Senate Republicans have renewed efforts to promote Colorado’s energy sector by making changes to the Colorado Energy Office, and this time, they are finding common ground with Democrats by taming their bid for oil and gas investments.
The plan to revamp the agency was approved by the Senate Agriculture, Natural Resources, and Energy committee on Thursday by a 9-2 bipartisan vote. In a follow-up to last year’s partisan stalemate, Sen. Ray Scott, R-Grand Junction, wants to reauthorize state funding for the agency and boost its focus on energy sources like nuclear, natural gas and hydropower.
“There’s billions of dollars to be invested in Colorado in our energy sector. We don’t want investors around the world looking at Colorado and going, ‘Well, their focus is just renewables,’” Scott, the lead sponsor on Senate Bill 3, told reporters earlier this week.
Last year’s bill sought to allow investor-owned utilities like Xcel Energy to purchase natural gas reserves to meet high-demand energy needs.
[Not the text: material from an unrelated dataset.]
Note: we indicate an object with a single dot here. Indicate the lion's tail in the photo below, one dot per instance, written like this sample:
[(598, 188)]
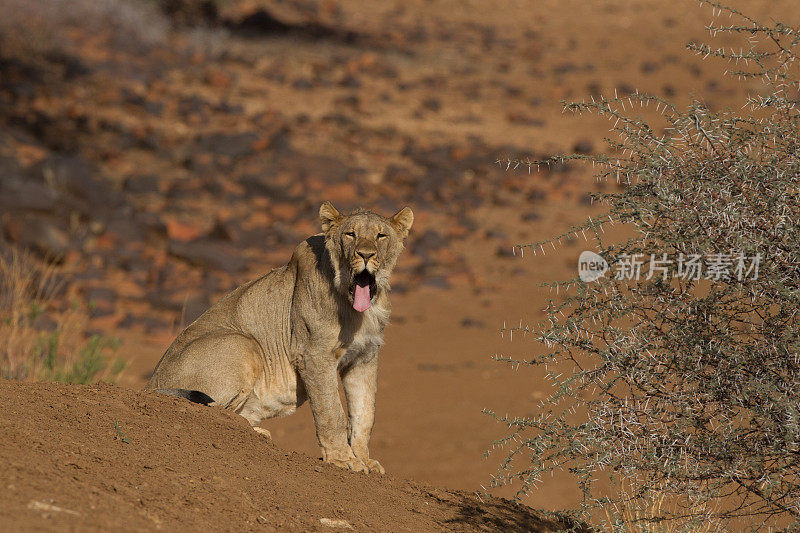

It also sought an increase in registration fees for electric vehicles. This and other measures prevented lawmakers from reaching an agreement on how to reauthorize the agency, forcing it to rely on repurposed federal funds. The agency says it did not need to cut staff or programs.
The new plan leaves those provisions out, and so far has gained acceptance from three Democrats on the Agriculture, Natural Resources and Energy committee. The bill still includes language promoting of renewables like wind and solar. And Conservation Colorado, an environmental advocacy organization, is neutral on the bill.
Last year, the Colorado Energy Office, which dates back to a 1977 executive order by former Gov. Dick Lamm, funded community solar arrays and weatherization projects for low-income residents. And it is currently working with Utah to develop natural gas in the Piceance Basin in northwestern Colorado, according to a December memorandum of understanding.
The bill would broaden the scope of what the agency promotes to include hydroelectric and nuclear power. The bill also aims to clean up the statute by removing 30-plus pages of language dealing with mostly obsolete programs, according to Scott.
But the “all-the-above” energy focus still irks some Democrats, including Sen. Matt Jones, D-Louisville, who joined Rhonda Fields, D-Aurora, in voting against the bill on Thursday. Jones wants the state to cut back on greenhouse gas emissions caused by burning fossil fuels.
After the committee vote, Jones pulled out a computer and pointed to the results of a Xcel Energy request for proposals showing the bidding prices for wind and solar with battery storage at 3.06 cents per kilowatt-hour, making it a price-competitive alternative to natural gas.
“That’s where we should be going,” Jones told The Colorado Independent. He is sponsoring a bill to require electric utilities to source 100 percent of their power with renewables by 2035.
He says he remembers watching more than 160 homes go up in flames when he was fighting the Fourmile Canyon fire in 2010. He also remembers receiving directions to Longmont from state patrol in 2013 after bridges were wiped out due to a deluge.
“We’re dealing with climate change and we’re going to continue dealing with it,” Jones said.
A controversial provision to require Senate confirmation of the office’s executive director was removed from the bill. Scott said the provision was about transparency. But it caused concern among some lawmakers after Senate Republicans voted down the re-appointment of Heidi Jeanne Hess as head of the Civil Rights Commission, citing concerns over Hess’ ties with the LGBTQ advocacy group One Colorado.
Last year, the bill to reauthorize funding for the Colorado Energy Office became the platform for a debate over energy policy. That debate could reemerge when lawmakers decide how much to fund the program in the days before adjournment in May.
Scott originally suggested reducing previous state funding amounts from $3.1 million to $2.1 million, which would force the office to make staff and program cuts. But an amended version of the bill requires the agency to request funding from Joint Budget Committee. The bill will be considered next by the Senate Appropriations Committee.
Kathleen Staks, executive director of the Colorado Energy Office, said she is optimistic lawmakers will pass a bipartisan bill that includes state funding once again.
“We really want to try to not have this be a political hot potato,” Staks said.